Changechangechanging · 07/06/2023 12:23

Anyone who said that schools should open were told they wanted TEACHERS TO DIE and lots of other nonsense about this mythical "safe"

Sigh. Schools were open. Teachers had grave concerns about transmission both within schools and then it being taken out into the wider community.

But you know that. It just doesn't suit your narrative.

StormShadow · 07/06/2023 12:25

My biggest concern was that we would lose the right to gather and protest and, well... that's exactly what happened.

Adam Wagner had an excellent point when he said that the (potentially unlawful) functional removal of the right to protest at various times during lockdown acted as a dry run for subsequent attempts by the government to criminalise it. When you start treating the right to protest as conditional, something the government gets to take off you if they think they have a good enough reason, that's a dangerous path to go down.

And that's yet another thing that didn't have to be that way, especially once we'd clocked that outdoor transmission wasn't a concern.

GulesMeansRed · 07/06/2023 12:29

No. Schools were not open. Between March and august 2020 and December 17th ish 2020 and mid April 2021 my children’s school was closed. Locked. Teachers at home. SOME key worker children looked after in large groups in a central hub.

Don’t tell me my experience is wrong because yours in another part of the Uk wasn’t the same. Sigh.

bookworm14 · 07/06/2023 12:37

Sigh. Schools were open. Teachers had grave concerns about transmission both within schools and then it being taken out into the wider community.

Schools were not open for the vast majority of children.

AntQueen · 07/06/2023 12:54

@lazyakita

I think we should have been given the option whether or not to lock down, rather than it being forced upon us.

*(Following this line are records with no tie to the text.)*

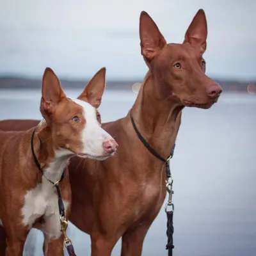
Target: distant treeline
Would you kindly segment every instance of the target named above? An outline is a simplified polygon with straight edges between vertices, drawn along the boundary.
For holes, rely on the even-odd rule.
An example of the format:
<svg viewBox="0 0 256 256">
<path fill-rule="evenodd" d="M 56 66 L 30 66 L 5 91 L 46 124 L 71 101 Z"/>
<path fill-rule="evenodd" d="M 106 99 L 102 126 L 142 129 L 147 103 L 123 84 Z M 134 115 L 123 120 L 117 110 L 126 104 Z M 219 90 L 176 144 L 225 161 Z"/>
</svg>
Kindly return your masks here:
<svg viewBox="0 0 256 256">
<path fill-rule="evenodd" d="M 83 88 L 88 81 L 68 81 L 60 79 L 61 86 L 64 88 Z M 247 92 L 248 84 L 254 84 L 256 86 L 256 81 L 240 82 L 237 81 L 221 81 L 215 79 L 224 92 Z M 131 90 L 132 86 L 134 83 L 139 81 L 107 81 L 107 90 Z M 27 88 L 27 89 L 38 89 L 42 86 L 42 80 L 20 78 L 20 77 L 0 77 L 0 89 L 1 88 Z"/>
</svg>

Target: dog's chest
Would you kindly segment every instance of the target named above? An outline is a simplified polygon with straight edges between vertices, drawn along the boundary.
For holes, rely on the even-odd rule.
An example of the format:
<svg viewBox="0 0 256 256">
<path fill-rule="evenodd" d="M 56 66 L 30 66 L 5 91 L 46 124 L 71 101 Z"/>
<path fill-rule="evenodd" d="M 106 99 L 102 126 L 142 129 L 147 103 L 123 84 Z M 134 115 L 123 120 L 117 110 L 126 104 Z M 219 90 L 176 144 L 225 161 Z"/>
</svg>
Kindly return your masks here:
<svg viewBox="0 0 256 256">
<path fill-rule="evenodd" d="M 65 209 L 68 202 L 64 202 Z M 54 236 L 60 231 L 60 215 L 56 188 L 48 180 L 43 179 L 36 188 L 28 191 L 24 197 L 22 209 L 22 222 L 31 228 L 33 225 L 48 234 L 54 232 Z M 38 220 L 44 220 L 40 224 Z"/>
</svg>

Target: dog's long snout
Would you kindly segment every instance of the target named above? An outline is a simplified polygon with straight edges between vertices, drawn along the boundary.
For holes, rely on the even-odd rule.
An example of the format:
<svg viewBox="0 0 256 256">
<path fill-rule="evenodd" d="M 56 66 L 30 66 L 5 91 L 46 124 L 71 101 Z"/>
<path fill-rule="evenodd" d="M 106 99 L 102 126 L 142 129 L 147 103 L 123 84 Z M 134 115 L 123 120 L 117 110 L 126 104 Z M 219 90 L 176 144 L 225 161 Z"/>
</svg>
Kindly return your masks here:
<svg viewBox="0 0 256 256">
<path fill-rule="evenodd" d="M 109 140 L 103 142 L 103 148 L 107 153 L 113 153 L 116 151 L 118 144 L 115 140 Z"/>
<path fill-rule="evenodd" d="M 220 86 L 214 83 L 214 84 L 210 85 L 207 89 L 208 96 L 211 98 L 216 98 L 219 97 L 222 92 L 222 88 Z"/>
</svg>

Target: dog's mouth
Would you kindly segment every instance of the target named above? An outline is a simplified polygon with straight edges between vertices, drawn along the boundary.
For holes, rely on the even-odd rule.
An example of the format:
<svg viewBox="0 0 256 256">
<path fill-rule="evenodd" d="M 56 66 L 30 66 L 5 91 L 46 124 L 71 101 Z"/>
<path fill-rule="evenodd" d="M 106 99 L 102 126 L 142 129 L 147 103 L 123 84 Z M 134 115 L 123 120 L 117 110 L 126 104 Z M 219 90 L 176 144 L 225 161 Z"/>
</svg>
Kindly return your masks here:
<svg viewBox="0 0 256 256">
<path fill-rule="evenodd" d="M 193 102 L 192 101 L 189 100 L 184 100 L 183 104 L 186 107 L 189 108 L 202 108 L 204 109 L 207 109 L 210 108 L 214 103 L 216 103 L 219 97 L 216 97 L 214 99 L 212 99 L 209 100 L 207 102 Z"/>
</svg>

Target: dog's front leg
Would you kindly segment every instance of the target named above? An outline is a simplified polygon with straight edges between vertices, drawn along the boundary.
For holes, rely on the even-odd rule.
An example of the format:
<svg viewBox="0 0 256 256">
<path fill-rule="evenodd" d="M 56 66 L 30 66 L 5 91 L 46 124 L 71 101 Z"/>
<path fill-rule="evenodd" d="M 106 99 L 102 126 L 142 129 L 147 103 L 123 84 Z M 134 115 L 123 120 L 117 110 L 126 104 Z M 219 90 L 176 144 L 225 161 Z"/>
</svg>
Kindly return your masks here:
<svg viewBox="0 0 256 256">
<path fill-rule="evenodd" d="M 44 254 L 45 256 L 63 256 L 63 236 L 61 234 L 58 239 L 51 239 L 44 235 Z"/>
</svg>

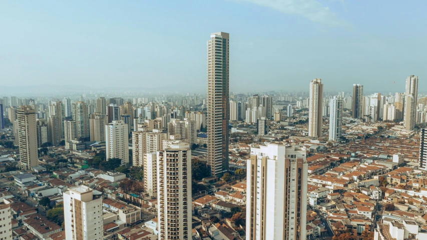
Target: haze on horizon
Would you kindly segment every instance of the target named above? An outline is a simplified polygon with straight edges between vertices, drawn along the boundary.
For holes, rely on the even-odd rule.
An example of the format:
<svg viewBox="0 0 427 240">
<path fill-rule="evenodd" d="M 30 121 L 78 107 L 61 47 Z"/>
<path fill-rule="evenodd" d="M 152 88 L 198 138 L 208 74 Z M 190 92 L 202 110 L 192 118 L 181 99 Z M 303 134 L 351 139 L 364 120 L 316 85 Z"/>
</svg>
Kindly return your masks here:
<svg viewBox="0 0 427 240">
<path fill-rule="evenodd" d="M 0 8 L 2 87 L 206 88 L 206 41 L 230 33 L 230 89 L 426 89 L 423 1 L 33 1 Z M 393 84 L 394 82 L 395 83 Z"/>
</svg>

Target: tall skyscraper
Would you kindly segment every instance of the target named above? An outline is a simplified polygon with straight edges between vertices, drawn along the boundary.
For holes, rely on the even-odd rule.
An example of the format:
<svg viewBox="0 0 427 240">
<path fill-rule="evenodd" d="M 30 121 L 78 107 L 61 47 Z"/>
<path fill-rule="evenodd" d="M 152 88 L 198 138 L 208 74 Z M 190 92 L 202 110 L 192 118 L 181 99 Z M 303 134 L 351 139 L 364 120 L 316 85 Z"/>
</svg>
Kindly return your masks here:
<svg viewBox="0 0 427 240">
<path fill-rule="evenodd" d="M 353 84 L 353 104 L 351 110 L 353 118 L 363 118 L 363 85 L 362 84 Z"/>
<path fill-rule="evenodd" d="M 207 42 L 208 164 L 215 177 L 228 170 L 229 37 L 214 33 Z"/>
<path fill-rule="evenodd" d="M 308 101 L 308 136 L 322 136 L 322 106 L 323 85 L 320 78 L 310 82 L 310 99 Z"/>
<path fill-rule="evenodd" d="M 342 126 L 342 110 L 344 102 L 336 96 L 331 99 L 329 103 L 329 140 L 337 141 L 341 136 Z"/>
<path fill-rule="evenodd" d="M 405 129 L 407 130 L 411 130 L 415 127 L 417 94 L 418 77 L 410 75 L 406 80 L 405 102 L 403 104 L 403 120 Z"/>
<path fill-rule="evenodd" d="M 28 170 L 39 163 L 36 112 L 31 106 L 22 106 L 17 111 L 20 147 L 20 168 Z"/>
<path fill-rule="evenodd" d="M 71 100 L 68 98 L 64 98 L 63 99 L 64 102 L 64 107 L 65 109 L 65 116 L 70 117 L 72 116 L 71 113 Z"/>
<path fill-rule="evenodd" d="M 77 128 L 76 126 L 76 121 L 72 120 L 64 121 L 64 135 L 65 142 L 71 142 L 77 138 Z"/>
<path fill-rule="evenodd" d="M 246 172 L 246 239 L 306 238 L 305 157 L 305 151 L 281 142 L 251 146 Z"/>
<path fill-rule="evenodd" d="M 97 112 L 101 113 L 102 114 L 106 114 L 107 112 L 107 105 L 106 104 L 105 98 L 101 97 L 97 99 Z"/>
<path fill-rule="evenodd" d="M 80 138 L 89 137 L 88 106 L 83 102 L 76 102 L 73 103 L 71 108 L 73 111 L 73 120 L 76 121 L 77 137 Z"/>
<path fill-rule="evenodd" d="M 89 130 L 91 141 L 105 141 L 105 125 L 108 123 L 107 116 L 101 113 L 91 114 L 89 119 Z"/>
<path fill-rule="evenodd" d="M 122 165 L 129 163 L 129 138 L 128 124 L 113 121 L 105 125 L 105 153 L 107 159 L 120 158 Z"/>
<path fill-rule="evenodd" d="M 173 145 L 157 152 L 157 199 L 159 239 L 191 240 L 191 150 Z"/>
<path fill-rule="evenodd" d="M 422 128 L 420 131 L 419 160 L 418 168 L 427 171 L 427 129 Z"/>
<path fill-rule="evenodd" d="M 0 103 L 0 129 L 5 128 L 5 119 L 3 118 L 3 104 Z"/>
<path fill-rule="evenodd" d="M 292 108 L 292 105 L 289 104 L 286 107 L 286 109 L 287 110 L 286 116 L 288 117 L 292 117 L 292 114 L 293 114 L 293 109 Z"/>
<path fill-rule="evenodd" d="M 116 104 L 110 104 L 107 106 L 107 118 L 108 123 L 120 120 L 120 109 Z"/>
<path fill-rule="evenodd" d="M 103 240 L 102 195 L 81 185 L 64 193 L 66 240 Z"/>
</svg>

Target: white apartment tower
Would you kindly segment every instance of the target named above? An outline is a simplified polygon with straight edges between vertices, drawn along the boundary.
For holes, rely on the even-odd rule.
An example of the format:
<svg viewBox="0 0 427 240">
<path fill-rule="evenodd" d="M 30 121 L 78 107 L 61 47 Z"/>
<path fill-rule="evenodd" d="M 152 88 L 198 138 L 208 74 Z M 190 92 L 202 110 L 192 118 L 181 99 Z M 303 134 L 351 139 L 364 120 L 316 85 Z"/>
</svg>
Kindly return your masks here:
<svg viewBox="0 0 427 240">
<path fill-rule="evenodd" d="M 36 112 L 31 106 L 22 106 L 17 111 L 20 168 L 28 170 L 39 163 Z"/>
<path fill-rule="evenodd" d="M 353 118 L 362 118 L 363 113 L 363 85 L 353 84 L 353 97 L 351 109 Z"/>
<path fill-rule="evenodd" d="M 11 201 L 6 199 L 0 199 L 0 219 L 2 219 L 0 221 L 0 239 L 13 239 L 11 203 Z"/>
<path fill-rule="evenodd" d="M 246 239 L 306 239 L 308 167 L 305 151 L 283 142 L 251 146 Z"/>
<path fill-rule="evenodd" d="M 66 240 L 104 239 L 102 196 L 97 193 L 84 185 L 64 193 Z"/>
<path fill-rule="evenodd" d="M 97 112 L 101 114 L 106 114 L 107 113 L 107 105 L 106 104 L 105 98 L 101 97 L 97 99 Z"/>
<path fill-rule="evenodd" d="M 129 163 L 129 139 L 128 124 L 123 121 L 113 121 L 105 125 L 107 159 L 120 158 L 122 165 Z"/>
<path fill-rule="evenodd" d="M 228 170 L 229 37 L 214 33 L 207 42 L 208 164 L 214 177 Z"/>
<path fill-rule="evenodd" d="M 191 240 L 191 150 L 173 145 L 157 152 L 159 239 Z"/>
<path fill-rule="evenodd" d="M 416 102 L 418 94 L 418 77 L 410 75 L 406 78 L 403 114 L 405 129 L 411 130 L 415 127 Z"/>
<path fill-rule="evenodd" d="M 427 171 L 427 129 L 421 128 L 420 131 L 419 160 L 418 168 Z"/>
<path fill-rule="evenodd" d="M 338 141 L 341 136 L 342 127 L 342 110 L 344 102 L 340 98 L 334 96 L 329 103 L 329 138 Z"/>
<path fill-rule="evenodd" d="M 144 191 L 157 197 L 157 156 L 155 152 L 144 154 Z"/>
<path fill-rule="evenodd" d="M 322 102 L 323 85 L 320 78 L 310 82 L 308 101 L 308 136 L 317 138 L 322 136 Z"/>
<path fill-rule="evenodd" d="M 88 106 L 83 102 L 76 102 L 72 104 L 73 120 L 76 121 L 77 137 L 87 137 L 89 136 L 88 118 Z"/>
<path fill-rule="evenodd" d="M 64 121 L 64 131 L 65 134 L 65 142 L 71 142 L 77 138 L 77 129 L 76 127 L 76 121 L 74 120 Z"/>
<path fill-rule="evenodd" d="M 107 116 L 101 113 L 94 113 L 89 118 L 89 135 L 91 141 L 105 141 L 105 125 L 107 124 Z"/>
</svg>

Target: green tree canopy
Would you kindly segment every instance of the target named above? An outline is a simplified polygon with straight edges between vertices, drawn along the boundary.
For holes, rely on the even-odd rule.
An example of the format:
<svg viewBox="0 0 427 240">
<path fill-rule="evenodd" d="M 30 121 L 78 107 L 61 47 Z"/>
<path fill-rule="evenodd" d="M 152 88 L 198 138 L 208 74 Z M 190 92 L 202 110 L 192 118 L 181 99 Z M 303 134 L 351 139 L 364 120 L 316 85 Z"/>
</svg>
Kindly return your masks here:
<svg viewBox="0 0 427 240">
<path fill-rule="evenodd" d="M 191 160 L 191 175 L 194 179 L 200 181 L 210 176 L 210 171 L 205 162 L 194 159 Z"/>
</svg>

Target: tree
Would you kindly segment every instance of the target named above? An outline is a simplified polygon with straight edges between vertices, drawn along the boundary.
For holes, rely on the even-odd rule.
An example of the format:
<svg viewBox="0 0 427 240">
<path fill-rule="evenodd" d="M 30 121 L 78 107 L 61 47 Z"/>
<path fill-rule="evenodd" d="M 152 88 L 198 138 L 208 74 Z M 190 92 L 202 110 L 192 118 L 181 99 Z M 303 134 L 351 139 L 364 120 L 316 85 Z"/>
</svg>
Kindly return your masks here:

I'm not sure it could be considered a lockdown then, and it certainly wouldn't gain enough volunteers to achieve the results a community-wide lockdown might.

I think what should have happened is cost of living be covered for vulnerable people and they be properly provided for, and the rest of us choose if we wanted to stay home or not

Going by the amount of whinging posts saying exactly this (in not so kind words, though) at the time, a great many people agreed with you. However, the vulnerable are not simply elderly people: they can be children, or teenagers, or working parents. You cannot shut people like this away for years while everyone else gets on with life. And remember, they do interact with other people.